The subfamily Dactylioceratinae comprises early Jurassic ammonite genera that lived during Upper Pliensbachian to Upper Toarcian stage. These dactylioceratids existed from Margaritatus ammonite Zone, when they have evolved from Reynesocoeloceratinae and died out in Variabilis Zone without leaving any descendants.

==Description==
While ribs can be single, they are mostly bifurcating at ventrolateral edge and in some genera, even fibulation (primary ribs are joining at ventrolateral tubercules) can exist. Tubercules might also be present at ventrolateral edge, but not in all species. Final aperture is contracted. Size dimorphism is common.

==Taxonomy==
Taxonomic composition of this subfamily differs among literature.
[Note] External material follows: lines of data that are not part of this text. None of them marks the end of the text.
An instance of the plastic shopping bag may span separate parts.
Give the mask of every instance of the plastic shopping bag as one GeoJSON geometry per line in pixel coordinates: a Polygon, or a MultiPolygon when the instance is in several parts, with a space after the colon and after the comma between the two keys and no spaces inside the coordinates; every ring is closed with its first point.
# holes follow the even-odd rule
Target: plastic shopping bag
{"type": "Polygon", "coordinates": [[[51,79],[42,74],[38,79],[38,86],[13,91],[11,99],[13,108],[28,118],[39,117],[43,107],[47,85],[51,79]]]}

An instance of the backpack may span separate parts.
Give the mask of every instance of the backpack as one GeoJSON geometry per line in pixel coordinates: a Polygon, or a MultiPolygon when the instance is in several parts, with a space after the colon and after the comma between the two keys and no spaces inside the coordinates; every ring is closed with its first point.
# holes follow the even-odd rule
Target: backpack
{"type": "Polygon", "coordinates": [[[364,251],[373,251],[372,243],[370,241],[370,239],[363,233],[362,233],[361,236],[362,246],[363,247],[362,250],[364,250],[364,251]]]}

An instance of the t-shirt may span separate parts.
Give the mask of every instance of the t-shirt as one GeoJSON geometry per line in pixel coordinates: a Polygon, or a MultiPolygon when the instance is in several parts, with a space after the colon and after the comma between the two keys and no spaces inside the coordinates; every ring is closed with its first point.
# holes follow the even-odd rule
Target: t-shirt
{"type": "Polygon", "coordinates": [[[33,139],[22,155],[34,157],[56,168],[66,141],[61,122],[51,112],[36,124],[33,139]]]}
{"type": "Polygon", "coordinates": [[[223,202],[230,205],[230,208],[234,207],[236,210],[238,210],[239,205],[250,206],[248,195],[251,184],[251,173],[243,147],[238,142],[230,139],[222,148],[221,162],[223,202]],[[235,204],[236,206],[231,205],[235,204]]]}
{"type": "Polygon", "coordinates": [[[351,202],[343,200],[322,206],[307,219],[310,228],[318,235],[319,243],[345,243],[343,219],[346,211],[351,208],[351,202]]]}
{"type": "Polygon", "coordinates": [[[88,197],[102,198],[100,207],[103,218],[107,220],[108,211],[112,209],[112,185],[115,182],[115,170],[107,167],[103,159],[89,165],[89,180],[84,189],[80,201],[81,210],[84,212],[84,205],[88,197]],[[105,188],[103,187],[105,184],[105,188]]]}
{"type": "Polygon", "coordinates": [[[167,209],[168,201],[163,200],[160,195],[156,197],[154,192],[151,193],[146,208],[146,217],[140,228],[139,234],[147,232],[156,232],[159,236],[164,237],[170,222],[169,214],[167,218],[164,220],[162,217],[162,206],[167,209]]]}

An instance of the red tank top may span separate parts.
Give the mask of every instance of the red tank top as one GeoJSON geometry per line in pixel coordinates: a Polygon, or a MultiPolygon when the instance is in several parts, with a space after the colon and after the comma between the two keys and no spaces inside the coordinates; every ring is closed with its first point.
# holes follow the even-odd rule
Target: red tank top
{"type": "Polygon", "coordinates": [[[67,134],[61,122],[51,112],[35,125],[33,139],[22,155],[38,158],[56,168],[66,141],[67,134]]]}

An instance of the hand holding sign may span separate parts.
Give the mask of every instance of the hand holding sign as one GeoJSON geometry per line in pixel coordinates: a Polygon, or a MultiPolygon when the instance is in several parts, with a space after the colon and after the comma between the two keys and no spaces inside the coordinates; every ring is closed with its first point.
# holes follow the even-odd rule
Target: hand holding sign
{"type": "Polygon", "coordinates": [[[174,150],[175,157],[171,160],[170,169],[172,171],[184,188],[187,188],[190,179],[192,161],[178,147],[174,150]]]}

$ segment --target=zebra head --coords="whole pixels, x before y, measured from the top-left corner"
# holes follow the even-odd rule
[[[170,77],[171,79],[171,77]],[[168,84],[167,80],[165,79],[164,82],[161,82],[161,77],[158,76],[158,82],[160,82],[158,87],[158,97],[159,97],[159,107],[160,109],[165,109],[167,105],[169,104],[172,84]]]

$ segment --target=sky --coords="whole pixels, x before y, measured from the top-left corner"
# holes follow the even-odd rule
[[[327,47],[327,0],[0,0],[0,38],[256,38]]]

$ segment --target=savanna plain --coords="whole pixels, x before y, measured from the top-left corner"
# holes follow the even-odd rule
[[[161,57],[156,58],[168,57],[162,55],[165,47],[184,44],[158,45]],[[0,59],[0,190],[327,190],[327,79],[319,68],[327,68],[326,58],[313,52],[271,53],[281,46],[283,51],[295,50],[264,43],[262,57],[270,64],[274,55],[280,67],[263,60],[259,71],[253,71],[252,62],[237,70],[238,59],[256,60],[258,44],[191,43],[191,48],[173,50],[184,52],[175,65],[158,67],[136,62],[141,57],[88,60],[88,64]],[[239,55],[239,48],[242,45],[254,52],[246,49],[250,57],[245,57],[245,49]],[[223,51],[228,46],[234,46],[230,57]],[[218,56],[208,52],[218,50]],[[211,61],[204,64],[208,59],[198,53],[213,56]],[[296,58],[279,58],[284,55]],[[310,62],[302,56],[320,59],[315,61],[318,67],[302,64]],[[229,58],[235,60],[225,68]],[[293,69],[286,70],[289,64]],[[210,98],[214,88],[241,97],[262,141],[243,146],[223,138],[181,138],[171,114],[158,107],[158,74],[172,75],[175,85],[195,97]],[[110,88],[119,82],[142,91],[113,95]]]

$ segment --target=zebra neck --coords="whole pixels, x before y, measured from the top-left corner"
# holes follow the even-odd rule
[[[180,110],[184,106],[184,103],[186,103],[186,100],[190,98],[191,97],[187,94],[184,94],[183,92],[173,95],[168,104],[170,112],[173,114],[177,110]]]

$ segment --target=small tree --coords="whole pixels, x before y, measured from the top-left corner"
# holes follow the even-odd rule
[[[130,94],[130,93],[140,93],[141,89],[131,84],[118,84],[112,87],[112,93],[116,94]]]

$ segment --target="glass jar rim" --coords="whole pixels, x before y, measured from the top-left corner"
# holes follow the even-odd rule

Well known is taxonomy according to Treatise on Invertebrate Paleontology, which is shown below with addition of Tokurites, which has not been known in the time, when current edition of Treatise has been published.
- Reynesoceras Spath, 1936
- Dactylioceras Hyatt, 1867
  - D. (Dactylioceras) Hyatt, 1867
  - D. (Orthodactylites) Buckman, 1926
  - D. (Iranodactylites) Repin, 2000
  - D. (Eodactylites) Schmidt-Effing, 1972
- Nodicoeloceras Buckman, 1926
- Peronoceras Hyatt, 1867
- Zugodactylites Buckman, 1926
- Porpoceras Buckman, 1911
- Septimaniceras Fauré, 2002
- Catacoeloceras Buckman, 1923
- Collina Bonarelli, 1893
- Tokurites Repin, 2016

Some scholars consider Nodicoeloceratinae as valid taxon and not as synonym of Dactylioceratinae. In their view, some of aforementioned genera does not belong to Dactylioceratinae. These are Nodicoeloceras, Collina and some genera, which are by other scholars considered to be synonyms with Nodicoeloceras, Catacoeloceras and Porpoceras. On the other hand, these scientists increase number of dactylioceratine genera by considering Microdactylites and Mucrodactylites as valid.